Razib: Yeah. Yes, yes, yes. And in China, they’re not going to have impatience because the government will just like put you in prison. So there are issues like that. I do think the positive lesson would be like South Korea. Okay. I mean, South Korea, they say, “Oh, there’s been an outbreak.” But  if you look at the numbers compared to the United States, even adjusting for population, it’s nothing. If we had South Korea’s problems, we would be so happy. They have a test and trace capability in part because of previous scares. 

Razib: So, you know, we are in this biotech space and I do wonder.  Just things get more efficient as the demand increases, the prices go down, it gets better and better. We have great information technology. Why can’t we have spit kits? For everybody in the world, literally for everybody in the world. Yeah, it would be an expense that we have to take every year or so to produce new spit kits and all these things. But, it’ll prevent what we have just gone through as a world. This massive loss of GDP productivity, psychological trauma. Frankly, I don’t know if I should say the word trauma, but I think a lot of people have been traumatized. There have been suicides in third world countries. I mean, Americans are broke, but we’re not broke, broke ever. Even when we’re broke, you know… There’ve been suicides in India. People have starved in India. Okay. So, the outcomes can be quite deleterious. 
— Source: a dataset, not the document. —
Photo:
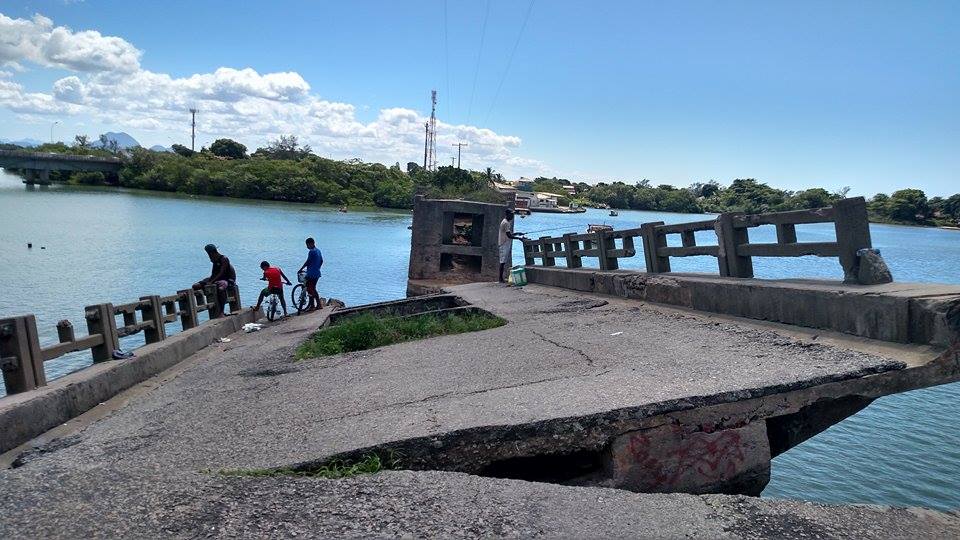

Razib: And so if we just invest more in the technology to do what we need to do. What we need to do is test, trace and contain. That seems to be the magic quote solution. If we ever deal with something that’s very similar. Whereas something like SARS, it’s R0 was lower, I think. And the issue with SARS is it wasn’t as asymptomatic. You got it, you got it. You go to the hospital, you didn’t spread it to other people. The problem with COVID is it hit this sweet spot of 50% asymptomatic spreading it. And these are the people that are spreading it all over the place. And they don’t know. So if you had good testing. So if there’s a local outbreak, just tell everyone to test. Mail everyone a kit, just have it there.  

Razib: Why can’t we do it? You know, we have all of these like other things. We have cruise liners. We have these huge industries that are just for consumption. Why can’t we have this one thing to protect us against this tail risk, which is inevitable. There’s going to be another infectious disease outbreak in the next generation or two. So have the facility. Obviously it is going to have to be a different test, but a lot of the other things can be put in place. Look at South Korea. They didn’t have a test for COVID-19. They had to create one, but they have the whole framework set up. And so, if we’re still going to have a World Health Organization, I think that is really marching orders. 

Grant: Are you optimistic? The U S will do that?

Razib: If you can’t say anything. Nice. Don’t say anything at all. Look, I want to be optimistic. I’m optimistic about being optimistic someday. I don’t know. 

Grant: Good stuff. Alright. 

Razib: I think we’re good.  So I guess I would say though, even if I have a lot of pessimism and concern about what’s happening in this country. I am still excited about the world and excited about science and excited about discoveries. Yeah. 

Grant: Yeah. Thanks. Thank you so much for joining us. It’s been a really fun conversation.